Me:  I am fine and happy just staying here!

Him: Okay, we can just stay here, babe!

Me:  Fine, okay, shit.  Let’s go, dammit. sigh.

And so he loaded up the canoe and the trolling motor and battery and a cooler and the bug spray and fishing stuff and I loaded a pack full of resentment and huffiness and away we went.  Oh yeah, we packed the kids in there, too.  We made it to our spot and unloaded everything and hooked it all up and, whaddya know, the battery for the motor went dead.  See, normally that’s not a big deal because we have oars and it’s not like we’re on a yacht or something, BUT this time we were loaded down and everything was heavy and we had a headwind and .. guh. So, of course, I unpack my huffiness and air it out a bit.  The husband, however, was undeterred! We unloaded the trolling motor and the battery, dumped out half the ice, and played rock paper scissors to see which kid would get locked in the car and took off.

Okay, I’m lying about that last part, but it would have made a good story, eh? 

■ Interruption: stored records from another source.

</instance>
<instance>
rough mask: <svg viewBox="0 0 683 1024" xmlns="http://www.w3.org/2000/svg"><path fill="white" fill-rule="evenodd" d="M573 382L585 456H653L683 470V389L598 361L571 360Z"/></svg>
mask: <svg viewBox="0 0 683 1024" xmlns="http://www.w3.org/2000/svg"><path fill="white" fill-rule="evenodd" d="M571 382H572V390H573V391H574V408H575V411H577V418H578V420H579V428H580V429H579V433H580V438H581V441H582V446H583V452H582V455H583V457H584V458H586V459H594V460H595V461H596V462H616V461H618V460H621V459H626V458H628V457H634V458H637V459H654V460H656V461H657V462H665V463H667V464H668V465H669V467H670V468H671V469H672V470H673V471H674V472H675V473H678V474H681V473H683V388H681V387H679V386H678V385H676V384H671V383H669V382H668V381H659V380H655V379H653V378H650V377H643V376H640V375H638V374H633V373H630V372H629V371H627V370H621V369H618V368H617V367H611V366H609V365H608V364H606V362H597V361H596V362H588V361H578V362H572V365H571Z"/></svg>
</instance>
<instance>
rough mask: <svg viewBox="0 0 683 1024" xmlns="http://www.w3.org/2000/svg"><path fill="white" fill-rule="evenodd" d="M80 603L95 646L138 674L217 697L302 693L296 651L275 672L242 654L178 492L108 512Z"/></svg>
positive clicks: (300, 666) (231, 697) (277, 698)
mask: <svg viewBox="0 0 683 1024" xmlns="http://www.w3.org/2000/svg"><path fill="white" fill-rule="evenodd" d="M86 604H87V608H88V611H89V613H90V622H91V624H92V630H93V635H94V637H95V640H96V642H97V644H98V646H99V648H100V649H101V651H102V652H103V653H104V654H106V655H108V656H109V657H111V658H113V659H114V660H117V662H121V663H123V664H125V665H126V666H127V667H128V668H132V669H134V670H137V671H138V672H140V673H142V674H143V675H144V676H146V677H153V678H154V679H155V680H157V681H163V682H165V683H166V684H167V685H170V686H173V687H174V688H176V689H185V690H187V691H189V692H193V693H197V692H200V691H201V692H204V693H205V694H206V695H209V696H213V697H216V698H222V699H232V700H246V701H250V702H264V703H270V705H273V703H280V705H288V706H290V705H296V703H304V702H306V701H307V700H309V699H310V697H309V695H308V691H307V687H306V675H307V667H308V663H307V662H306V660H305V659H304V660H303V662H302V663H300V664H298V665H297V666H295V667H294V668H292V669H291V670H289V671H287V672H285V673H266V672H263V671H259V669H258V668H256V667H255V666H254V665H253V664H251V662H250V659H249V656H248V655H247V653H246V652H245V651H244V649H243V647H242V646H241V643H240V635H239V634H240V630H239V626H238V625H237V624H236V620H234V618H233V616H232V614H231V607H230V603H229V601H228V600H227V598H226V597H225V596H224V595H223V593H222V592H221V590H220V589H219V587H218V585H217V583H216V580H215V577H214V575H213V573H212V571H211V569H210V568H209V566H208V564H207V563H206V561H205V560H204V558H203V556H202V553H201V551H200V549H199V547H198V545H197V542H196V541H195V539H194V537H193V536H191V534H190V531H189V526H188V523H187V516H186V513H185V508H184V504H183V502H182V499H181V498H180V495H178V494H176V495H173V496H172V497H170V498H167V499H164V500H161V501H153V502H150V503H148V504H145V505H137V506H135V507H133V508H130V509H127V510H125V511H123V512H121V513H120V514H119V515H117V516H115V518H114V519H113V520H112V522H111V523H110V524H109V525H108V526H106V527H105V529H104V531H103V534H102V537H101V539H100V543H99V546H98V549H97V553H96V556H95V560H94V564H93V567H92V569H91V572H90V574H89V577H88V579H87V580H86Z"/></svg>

 It wasn’t long before our load got even lighter, though.  Within 20 minutes, I had thrown the heavy resentment and huffiness overboard.  It was positively gorgeous out there!  The sky cleared up, the sun shone brightly, and everything was perfect.  There were only a couple of other people in this HUGE system of lakes, so we kind of had the place to ourselves.  We made our way through a tiny, incredibly shallow passageway.  We saw egrets and fish and crawdads and frogs and beaver homes.  We laughed and sang and joked and fished.  Eventually, we made it through the maze of old tree stumps to the swimming beach.  It was deserted, so we shored up and let the kids run and play.  We watched them hoop it up and laugh and wade in the water.  Before we knew it, they stripped down and dove in.  They were trying to catch fish with their hands and it was so much fun to watch!  Husband and I just laughed and smiled and wondered at the greatness of it all.  All too soon it was time to go back and load up.
That little float turned into 4 hours of awesome and I am SO glad I did what I didn’t want to do.
I don’t think it’s ever a bad idea to go to work, to take a shower, to move out of your mama’s basement, to act like a decent living being, to cook, to go to the gym (and the gyno.)  No one wants to do these things, but we always feel so much better when we do them.  When you boil it all down, it’s not even the event that is so horrid, it’s the anticipation of the event that stinks.  Once we do these things, we realize it’s not really that bad and life is better for having done it.  The same goes for yoga.  There are days I do not want to practice.  There are days when I walk past my mat many times before rolling it out (I can’t lie, I’ve even been known to flip it off,) but I have never once regretted the decision after the fact.
Pattabhi Jois said “Practice and All is Coming.”   It means suit up, show up, do the work, and all good things come your way.  Don’t practice and nothing happens.  There are so many lessons we learn on our mat and they come in countless forms.  Sometimes we learn that it is the dedication that makes it special.  Sometimes we learn that we can survive really hard things.  Sometimes we learn that we can fly and others we learn that we can fall.  Most times, however, we learn that it isn’t about the pose or the destination, it’s about the practice and the journey.  It is said that we need to practice most often the poses we like the least.  Those are the moments that change us.  Those poses are the path to enlightenment.  We learn to endure.  We learn to not want to, but to do it anyway.  We learn that we can make it through and it’s often not nearly as bad as we think.  Occasionally, or eventually, we might learn to love that which we didn’t like at all.  And that, my lovelies, is the best practice of all.